Value of $\sum_{n=1}^\infty\sin^{2k+1}(n)/n$ Prove or disprove: for any positive integer $k$,
$$\sum_{n=1}^\infty\frac{\sin^{2k+1}(n)}{n}=\frac{1}{3}\left(\frac{3}{4}\right)^k\pi$$
This is a conjecture, which I haven't found anywhere else. I've checked it using Wolfram Alpha for small values of $k$ (less than 7), but I'm not sure how to prove it in general. I think complex analysis is needed, but I'm a bit rusty on this.
 A: Disproof: It suffices to set $k=12$, then
\begin{align}
\tilde{S}_{12}=\frac13\left(\frac34\right)^{12}\pi=&\frac{\color{red}{177\,147}\,\pi}{16\,777\,216},\\
S_{12}=\sum_{n=1}^{\infty}\frac{\sin^{25}n}{n}=&\frac{\color{blue}{177\,146}\,\pi}{16\,777\,216}.
\end{align}
Addendum: The exact formula for the sum is
$$S_k=\sum_{n=1}^{\infty}\frac{\sin^{2k+1}n}{n}=2^{-2k}\sum_{j=0}^k\left(-1\right)^{k-j}{2k+1\choose j}\left[\frac{\pi}{2}-\pi\left\{\frac{2k-2j+1}{2\pi}\right\}\right],\tag{1}$$
where $\{x\}$ denotes the fractional part of $x$. This formula is a consequence of two basic observations:


*

*Using binomial expansion, one can express $\sin^{2k+1}n$ as a linear combination of sines of multiple angles:
\begin{align}
\sin^{2k+1}n&=\left(\frac{e^{in}-e^{-in}}{2i}\right)^{2k+1}=2^{-2k}(-1)^k\sum_{j=0}^{2k+1}{2k+1 \choose j}(-1)^j \frac{e^{i(2k+1-2j)n}}{2i}=\\&=
2^{-2k}\sum_{j=0}^{k}{2k+1 \choose j}(-1)^{k-j}\sin\left(2k-2j+1\right)n.\tag{2}
\end{align}

*Consider the periodic function $f(x)$ of period $2\pi$ defined by $$f(x)=\frac{\pi-x}{2},\qquad x\in[0,2\pi).$$
A convenient way to represent this function is to write $f(x)=\frac{\pi}{2}-\pi\left\{\frac{x}{2\pi}\right\}$ for $x\ge 0$. On the other hand, this function can be easily expanded into Fourier series, which yields the identity
$$\frac{\pi}{2}-\pi\left\{\frac{x}{2\pi}\right\}=\sum_{n=1}^{\infty}\frac{\sin nx}{n},\qquad x\in\mathbb{R}_{>0}\backslash 2\pi\mathbb{Z}_{>0}.\tag{3}$$
The integer multiples of $2\pi$ are excluded since at these points $f(x)$ is discontinuous and does not have to coincide with its Fourier series.
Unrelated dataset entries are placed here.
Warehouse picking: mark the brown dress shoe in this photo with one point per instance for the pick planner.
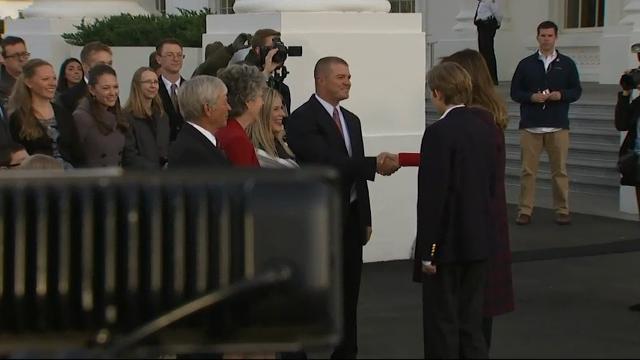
(563, 219)
(523, 219)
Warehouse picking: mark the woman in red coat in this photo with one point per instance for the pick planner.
(245, 85)
(499, 298)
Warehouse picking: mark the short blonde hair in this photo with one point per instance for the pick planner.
(244, 83)
(453, 82)
(195, 93)
(260, 132)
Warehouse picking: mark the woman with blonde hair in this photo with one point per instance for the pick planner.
(267, 134)
(147, 140)
(37, 123)
(491, 108)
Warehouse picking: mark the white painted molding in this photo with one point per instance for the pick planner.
(271, 6)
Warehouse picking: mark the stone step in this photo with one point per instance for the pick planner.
(574, 187)
(514, 158)
(582, 135)
(576, 148)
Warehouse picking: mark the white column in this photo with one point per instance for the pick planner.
(11, 8)
(82, 8)
(464, 19)
(266, 6)
(631, 14)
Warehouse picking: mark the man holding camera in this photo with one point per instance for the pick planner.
(544, 84)
(627, 119)
(264, 55)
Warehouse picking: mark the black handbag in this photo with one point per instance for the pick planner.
(490, 23)
(629, 164)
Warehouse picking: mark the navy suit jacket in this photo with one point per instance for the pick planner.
(175, 118)
(456, 190)
(314, 138)
(193, 150)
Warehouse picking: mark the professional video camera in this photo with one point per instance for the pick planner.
(631, 79)
(283, 51)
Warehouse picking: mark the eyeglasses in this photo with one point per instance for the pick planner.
(174, 56)
(24, 55)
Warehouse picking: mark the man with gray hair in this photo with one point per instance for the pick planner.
(204, 107)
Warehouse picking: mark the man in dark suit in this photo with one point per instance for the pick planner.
(92, 54)
(324, 133)
(15, 55)
(203, 102)
(456, 224)
(170, 56)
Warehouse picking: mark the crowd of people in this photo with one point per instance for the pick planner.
(227, 116)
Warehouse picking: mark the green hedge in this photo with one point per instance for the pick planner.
(142, 30)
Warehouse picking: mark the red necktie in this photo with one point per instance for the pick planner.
(336, 118)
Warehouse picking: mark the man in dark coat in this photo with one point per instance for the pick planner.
(15, 55)
(195, 145)
(545, 84)
(322, 132)
(92, 54)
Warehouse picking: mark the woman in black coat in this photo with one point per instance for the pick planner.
(626, 119)
(35, 121)
(147, 141)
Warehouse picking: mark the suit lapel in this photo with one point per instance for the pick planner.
(355, 135)
(326, 121)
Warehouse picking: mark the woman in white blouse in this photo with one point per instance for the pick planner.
(267, 134)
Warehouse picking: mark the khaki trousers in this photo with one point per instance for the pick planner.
(556, 144)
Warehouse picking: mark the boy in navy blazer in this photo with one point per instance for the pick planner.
(456, 228)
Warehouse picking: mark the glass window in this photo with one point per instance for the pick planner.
(403, 6)
(584, 14)
(225, 6)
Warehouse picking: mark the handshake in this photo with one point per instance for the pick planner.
(387, 163)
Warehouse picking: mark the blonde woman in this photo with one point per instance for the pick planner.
(35, 121)
(147, 140)
(99, 120)
(267, 134)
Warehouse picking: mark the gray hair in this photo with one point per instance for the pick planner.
(195, 93)
(41, 162)
(245, 83)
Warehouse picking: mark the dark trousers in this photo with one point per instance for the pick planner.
(487, 330)
(352, 240)
(486, 35)
(452, 302)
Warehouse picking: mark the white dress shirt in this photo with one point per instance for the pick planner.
(449, 110)
(206, 133)
(167, 83)
(343, 124)
(488, 9)
(547, 60)
(345, 135)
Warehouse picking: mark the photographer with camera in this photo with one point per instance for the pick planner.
(217, 56)
(626, 119)
(269, 54)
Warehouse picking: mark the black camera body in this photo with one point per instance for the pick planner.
(630, 80)
(283, 51)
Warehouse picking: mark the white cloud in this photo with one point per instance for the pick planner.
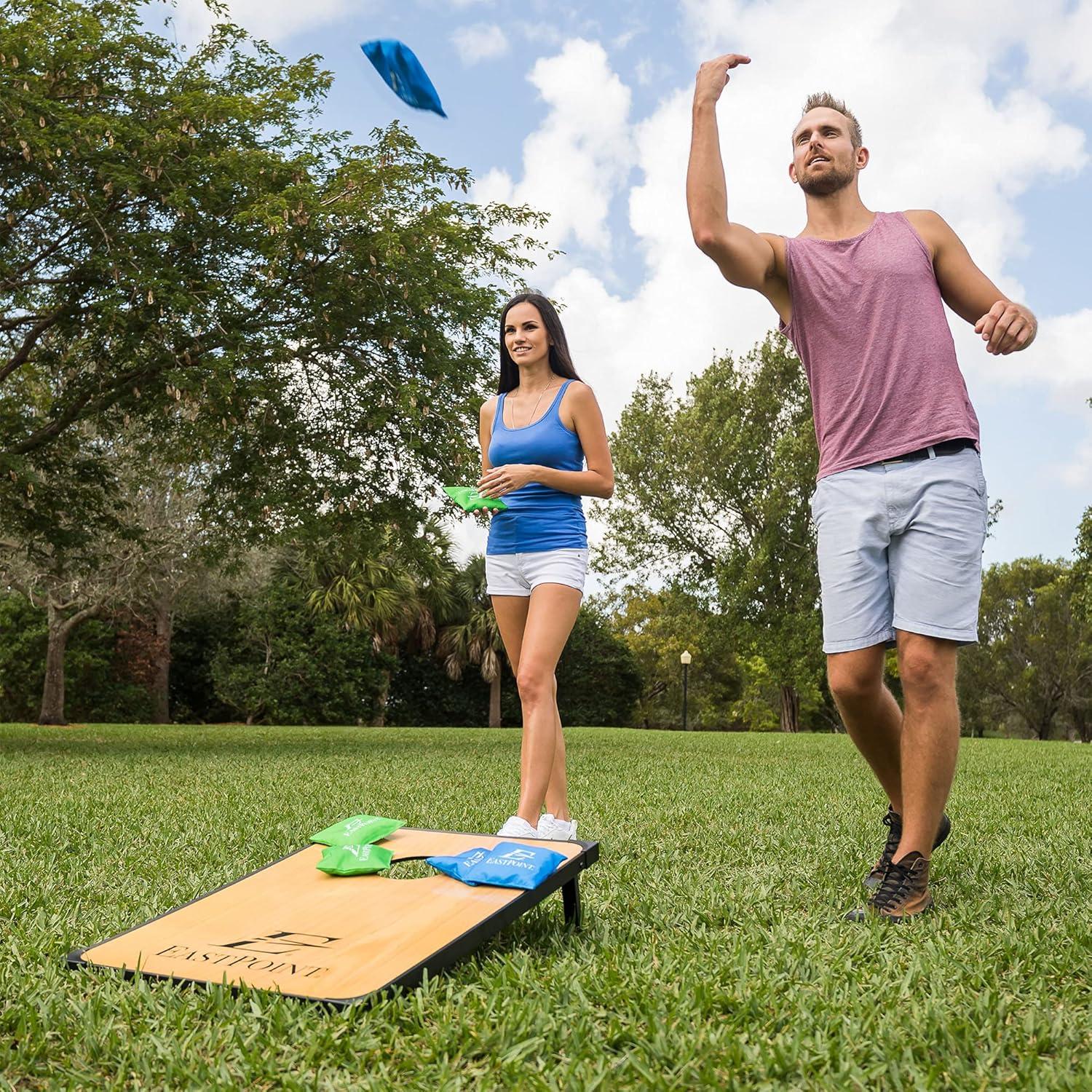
(1061, 357)
(938, 140)
(478, 43)
(1077, 473)
(581, 154)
This is however of no importance for our problem where the relevant $x$'s are integer.
Combining (2) and (3) immediately gives (1).
Starting from $k=12$ the sum (1) differs from the conjectured expression. Moreover the difference seems to increase with the growth of $k$ and tend to some finite value as $k\to \infty$.
A: I suppose that this is coming from the fact that$$\sin^{2m+1}(x)=\frac 1{2^{2m}}\sum_{k=0}^{m}(-1)^{m-k}\binom{2m+1}{k}\sin\Big((2m-2k+1)x\Big)$$ and that $$S_{k}=\sum_{n=1}^\infty \frac{\sin\big((2k+1) n\big)}n=\alpha_k\,\pi+\beta_k $$ where $$\alpha_k=\lfloor \frac{k-1}{3}\rfloor +\frac{1}{2}$$  $$\beta_k=-\big(k+\frac{1}{2}\big)$$
I hope and wish this will help you for the beautiful conjecture.
A: Let $i=\sqrt{-1}$.
\begin{align}
f(k)&=\sum_{n=1}^\infty\frac{\sin^{2k+1}(n)}{n}\\
&=\sum_{n=1}^\infty\frac1n\frac{i^{2k+1}}{2^{2k+1}}\sum_{j=0}^{2k+1}\binom{2k+1}{j}(-1)^{2k+1-j}e^{in(2j-2k-1)}\\
=&\frac{i^{2k+1}}{2^{2k+1}}\sum_{j=0}^{2k+1}(-1)^{2k+1-j}\binom{2k+1}{j}\sum_{n=1}^\infty  \frac1n e^{in(2k+1-2j)}\\
=&\frac{i^{2k+1}}{2^{2k+1}}\sum_{j=0}^{2k+1}\binom{2k+1}{j}(-1)^{2k+1-j}\Big(-\log(1-e^{i(2k+1-2j)})\Big)
\end{align}
I did not manage to simplify this to your neat closed form result!